Limitations and Future Directions
The benchmark relies on synthetic patients, constraining immediate clinical generalizability. The question bank, while grounded in institutional practice, reflects a finite abstraction (10 binary targets). Evaluation does not include a human clinician baseline or consider unconstrained free-form question generation, which may be more effective but is currently less controllable.

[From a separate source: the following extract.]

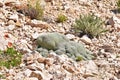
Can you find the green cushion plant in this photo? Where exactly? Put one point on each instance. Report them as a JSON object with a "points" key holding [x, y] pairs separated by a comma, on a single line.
{"points": [[10, 58], [118, 5], [61, 18], [35, 11]]}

Future work should expand to broader diagnostic constructs, larger and more diverse patient pools, and inclusion of clinical end-users for external validation. Comparing constrained bank-based adaptive policies to both human clinicians and fully open-ended LLM strategies constitutes a logical progression, as does the integration of these benchmarks into simulation-based training environments and real-world clinical workflows.
Conclusion
This paper advances the formalization and empirical evaluation of optimal question selection in conversational psychiatric intake. The presented benchmark and results systematically delineate the roles of clinical structure and adaptive questioning in maximizing information recovery under interactive constraints. The LLM-guided policy exhibits strong robustness, especially under adverse patient behavioral conditions, underscoring the importance of adaptability for clinical AI agents. The methodological paradigm established here is extensible to a broad class of interactive healthcare tasks requiring strategic information gathering and paves the way for further integration of ML-based support systems in high-stakes, real-world clinical settings.